Il corollario di tutto ciò è che, quando un gioco non è possibile, allora il lavoro del terapeuta ha come fine di portare il paziente da uno stato in cui non è capace di giocare a uno stato in cui ne è capace. Per gioco dobbiamo intendere il bisogno del paziente di comunicare e, attraverso la comunicazione, entrare nel cuore della vita: il gioco è la comunicazione condivisa con un altro, che è partecipe dei nostri destini; il gioco è scambio e, in senso più profondo, è un atto di fiducia nell'amore che pervade le cose del mondo. La fiducia è sapere di potersi affidare al terapeuta con la speranza che il gioco cominci a mettere in moto le risorse dell'essere, congelate dal fallimento dell'ambiente dalle sue pressioni.
Non è possibile, forse, pensare che per il paziente oncologico l'intervento psicoterapico, richiesto con tanta drammaticità, non sia che desiderio di comunicare con le risorse del proprio essere per scoprire, finalmente, il senso di se stessi?

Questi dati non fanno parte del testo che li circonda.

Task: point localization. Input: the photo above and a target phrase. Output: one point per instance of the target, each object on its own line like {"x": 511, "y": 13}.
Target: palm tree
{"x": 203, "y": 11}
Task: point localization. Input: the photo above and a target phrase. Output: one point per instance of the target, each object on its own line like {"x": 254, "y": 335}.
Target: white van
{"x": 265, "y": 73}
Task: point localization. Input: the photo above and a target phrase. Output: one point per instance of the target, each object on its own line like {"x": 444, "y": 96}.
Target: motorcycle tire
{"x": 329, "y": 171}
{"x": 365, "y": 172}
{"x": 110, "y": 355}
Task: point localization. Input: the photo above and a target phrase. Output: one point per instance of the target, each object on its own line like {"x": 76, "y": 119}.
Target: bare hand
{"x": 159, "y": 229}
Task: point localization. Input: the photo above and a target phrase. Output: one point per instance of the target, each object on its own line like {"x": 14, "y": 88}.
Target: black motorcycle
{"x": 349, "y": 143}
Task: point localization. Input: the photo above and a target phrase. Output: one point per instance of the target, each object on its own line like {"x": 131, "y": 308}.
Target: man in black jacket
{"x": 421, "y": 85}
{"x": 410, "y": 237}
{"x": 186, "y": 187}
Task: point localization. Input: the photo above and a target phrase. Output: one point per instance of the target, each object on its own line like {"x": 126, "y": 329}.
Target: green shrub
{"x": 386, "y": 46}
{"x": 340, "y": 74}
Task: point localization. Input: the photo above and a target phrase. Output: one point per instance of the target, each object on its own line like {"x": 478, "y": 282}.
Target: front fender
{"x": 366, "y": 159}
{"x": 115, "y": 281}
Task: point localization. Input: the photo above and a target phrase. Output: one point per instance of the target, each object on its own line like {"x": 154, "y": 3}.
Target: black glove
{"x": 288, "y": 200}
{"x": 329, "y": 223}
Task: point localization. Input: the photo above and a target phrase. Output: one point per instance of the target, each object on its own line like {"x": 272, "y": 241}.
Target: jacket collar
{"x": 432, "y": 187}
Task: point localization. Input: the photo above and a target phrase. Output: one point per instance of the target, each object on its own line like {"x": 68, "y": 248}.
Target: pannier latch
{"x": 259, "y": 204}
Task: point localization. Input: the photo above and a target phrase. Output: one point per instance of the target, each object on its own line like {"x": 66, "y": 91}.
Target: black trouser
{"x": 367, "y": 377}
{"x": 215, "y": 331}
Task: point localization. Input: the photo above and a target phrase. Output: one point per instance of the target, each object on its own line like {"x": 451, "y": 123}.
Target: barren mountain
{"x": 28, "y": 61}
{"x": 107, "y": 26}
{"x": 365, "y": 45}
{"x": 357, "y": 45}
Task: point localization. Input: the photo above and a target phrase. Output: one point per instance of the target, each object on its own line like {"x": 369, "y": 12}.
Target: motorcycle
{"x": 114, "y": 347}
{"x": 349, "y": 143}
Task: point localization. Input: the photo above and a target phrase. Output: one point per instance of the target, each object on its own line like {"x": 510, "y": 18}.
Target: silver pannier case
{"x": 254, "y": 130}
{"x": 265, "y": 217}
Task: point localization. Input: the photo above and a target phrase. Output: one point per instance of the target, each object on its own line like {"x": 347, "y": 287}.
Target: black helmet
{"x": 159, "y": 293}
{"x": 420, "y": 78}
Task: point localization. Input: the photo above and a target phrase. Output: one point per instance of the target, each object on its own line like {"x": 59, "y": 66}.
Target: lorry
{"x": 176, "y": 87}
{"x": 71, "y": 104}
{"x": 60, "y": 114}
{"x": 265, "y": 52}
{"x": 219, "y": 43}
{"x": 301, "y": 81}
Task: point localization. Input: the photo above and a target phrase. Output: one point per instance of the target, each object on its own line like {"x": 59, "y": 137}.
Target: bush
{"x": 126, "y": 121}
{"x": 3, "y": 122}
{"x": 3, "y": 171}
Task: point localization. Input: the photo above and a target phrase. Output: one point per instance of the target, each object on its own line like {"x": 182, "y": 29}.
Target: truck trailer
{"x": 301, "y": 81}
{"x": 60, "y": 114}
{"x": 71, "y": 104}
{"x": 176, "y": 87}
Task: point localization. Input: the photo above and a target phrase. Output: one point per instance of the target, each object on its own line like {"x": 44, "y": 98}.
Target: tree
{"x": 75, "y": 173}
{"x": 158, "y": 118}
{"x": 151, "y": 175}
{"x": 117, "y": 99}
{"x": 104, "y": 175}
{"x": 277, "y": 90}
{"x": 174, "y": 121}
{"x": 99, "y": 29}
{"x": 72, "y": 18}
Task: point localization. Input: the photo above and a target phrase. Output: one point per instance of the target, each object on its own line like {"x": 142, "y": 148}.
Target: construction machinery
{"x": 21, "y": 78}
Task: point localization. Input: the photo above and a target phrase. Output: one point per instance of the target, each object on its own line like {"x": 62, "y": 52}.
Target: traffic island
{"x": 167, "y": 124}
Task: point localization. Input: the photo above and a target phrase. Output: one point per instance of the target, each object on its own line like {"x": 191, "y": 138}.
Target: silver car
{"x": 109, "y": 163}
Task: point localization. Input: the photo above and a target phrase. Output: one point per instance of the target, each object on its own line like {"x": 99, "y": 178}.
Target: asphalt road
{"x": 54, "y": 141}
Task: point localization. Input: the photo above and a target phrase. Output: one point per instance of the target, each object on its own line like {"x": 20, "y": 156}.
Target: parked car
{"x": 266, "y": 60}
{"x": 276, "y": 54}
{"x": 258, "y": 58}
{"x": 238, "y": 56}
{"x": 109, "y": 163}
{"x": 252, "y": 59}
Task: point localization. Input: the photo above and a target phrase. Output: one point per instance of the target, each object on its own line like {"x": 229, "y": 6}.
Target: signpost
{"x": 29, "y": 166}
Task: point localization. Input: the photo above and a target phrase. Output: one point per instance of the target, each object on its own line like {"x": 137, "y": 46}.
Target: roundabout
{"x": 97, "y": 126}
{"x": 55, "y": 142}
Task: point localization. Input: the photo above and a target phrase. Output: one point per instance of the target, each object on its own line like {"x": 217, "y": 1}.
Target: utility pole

Per seguire in relazione questi pazienti, noi psicoterapeuti dobbiamo costantemente lavorare su noi stessi, confrontandoci con l'angoscia della morte e con il significato della vita. Una formazione continua che ci mette sempre di più in contatto con le nostre parti profonde può aiutare la psicoterapia e gli psicoterapeuti, non importa a quale scuola essi appartengano, a vivere la relazione, il contatto non come dovere d'assistenza ma come possibilità d'aiuto intenso affinchè il dolore della morte non appassisca le risorse nè del paziente nè del terapeuta.

CONCLUSIONE

Concludendo, per quanto non vi sia possibilità di conclusione in un approccio dialettico, pensiamo che ci vorrà molto tempo prima che sia possibile avviare un discorso sull'isomorfismo di differenti sistemi concettuali e di osservazione.
Vedo la neoplasia come uno stato patologico in evoluzione, con la possibilità di avanzare grazie alla caduta di difese in una situazione psicobiologica totale. La sua comparsa è associata ad una distorsione dell'informazione che normalmente dirige gli equilibri di controllo, della crescita e della differenziazione; avviene cioè un cambiamento in seguito all'alterazione o alla deformazione dell'identità a livello di organizzazione. Vi è una perdita o blocco di comunicazione tra sistemi che sono interdipendenti, ed il modello dell'identità originaria viene rimpiazzato da modelli caotici che sono senza un significato specifico per l'organizzazione totale di tutte le singole funzioni.

Questa perdita di identità originaria viene rimpiazzato da modelli caotici che sono senza un significato specifico per l'organizzazione totale di tutte le singole funzioni. Questa perdita di identità e di controllo porterebbe a una regressione ancora più profonda, riconducibile, seguendo il pensiero di Freud, alla lotta delle due forze, vita e morte, che operano all'origine di ogni individuo, sia esso cellula o psichismo. Questa maniera generalizzata e non specifica di descrivere il processo neoplastico, è stata scelta deliberatamente per mettere in evidenza la possibilità di fare paragoni dialettici e descrittivi fra processi di malattie che convenzionalmente vengono dichiarate e distinte come psichiche o somatiche.

Se ci fosse possibile pensare non solo o al sistema psicologico o nervoso o a quello immunitario, ma anche alla somiglianza, la comunicazione, la complementarietà fra i sistemi, si aprirebbe un nuovo campo di ricerca in cui forse potrà esistere la possibilità di tradurre i fatti da un sistema all'altro, o per lo meno trovare collegamenti importanti fra le varie discipline.

Bibliografia

Sontag S. (1979). "Malattia come metafora" Il cancro e la sua mitologia.
Einaudi Editore.

Marsella Guindani F. (1982). "Valutazione dell'aspetto psicologico nelle
malattie neoplastiche". E.E. edizioni Ermes - Milano.

Marsella Guindani F. (1987). "Il corpo come centro del falso sè".
Relazione per il centro Psicoanalitico Milanese.

Capra F. (1997). "La rete della vita". Rizzoli.

Cascinelli N. (1993). "Il tempo breve". Ed Sellerio - Palermo.

Winnicott D.K. (1974). "Gioco e realtà". Armando - Roma.

Freud S. (1920). "Al di là del principio del piacere". Boringheri (vol. O).